I suspect I've found the source text of the bio for George W. Bush on the Republican Presidential Coalition site.

Compare:

In his first term, Bush made it his duty to advance the works of public schools, beseech accountability, and make local control stronger, and also signed tax assistance, improved betterments and income for the U.S. military, and works hard to ascend Medicare and Social Security.

with this:

Since taking office, President Bush has signed into law bold initiatives to improve public schools by raising standards, requiring accountability, and strengthening local control.
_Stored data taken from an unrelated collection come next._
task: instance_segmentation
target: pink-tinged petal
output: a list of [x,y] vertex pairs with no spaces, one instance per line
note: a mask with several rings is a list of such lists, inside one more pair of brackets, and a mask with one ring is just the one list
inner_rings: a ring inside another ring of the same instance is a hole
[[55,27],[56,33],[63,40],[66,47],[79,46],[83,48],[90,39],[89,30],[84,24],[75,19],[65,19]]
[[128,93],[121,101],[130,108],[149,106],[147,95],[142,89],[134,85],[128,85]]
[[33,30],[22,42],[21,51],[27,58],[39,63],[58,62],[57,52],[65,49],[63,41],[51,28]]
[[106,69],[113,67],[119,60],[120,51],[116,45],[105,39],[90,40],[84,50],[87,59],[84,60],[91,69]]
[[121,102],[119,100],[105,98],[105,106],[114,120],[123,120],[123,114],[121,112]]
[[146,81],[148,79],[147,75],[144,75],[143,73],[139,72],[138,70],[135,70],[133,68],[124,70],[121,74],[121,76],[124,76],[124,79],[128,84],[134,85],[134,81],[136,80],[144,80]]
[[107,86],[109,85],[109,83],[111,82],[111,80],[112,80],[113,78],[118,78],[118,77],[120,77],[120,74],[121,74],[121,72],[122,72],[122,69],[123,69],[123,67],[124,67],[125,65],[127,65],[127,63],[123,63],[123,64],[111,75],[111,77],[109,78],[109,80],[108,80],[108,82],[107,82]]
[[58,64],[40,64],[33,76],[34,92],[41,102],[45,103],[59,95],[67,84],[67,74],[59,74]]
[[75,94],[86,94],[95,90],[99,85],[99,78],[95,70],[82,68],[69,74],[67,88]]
He has signed tax relief that provided rebate checks and lower tax rates for everyone who pays income taxes in America. He has increased pay and benefits for America's military and is working to save and strengthen Social Security and Medicare.

Note how both texts list the same accomplishments of Bush in the same order. It looks like the goppresident.org's biography of Bush was adapted using a lazily executed thesaurus look up technique to make it appear more original.

Indeed.

Is there a word for thesaurus-driven mis-substitution to disguise authorship? I've used the neologism "thesaurusizing" to describe the process of replacing words with fancier equivalents in order to impress readers. You could use the same word here, but the motivation is different, and it would be nice to have a word that expressed more directly the dishonesty involved.]

[And see this post for a note about another possibility -- maybe the text was processing by the type of "synonymizing" program used by sploggers and other to try to prevent search engines from detecting and discounting duplicate pages.]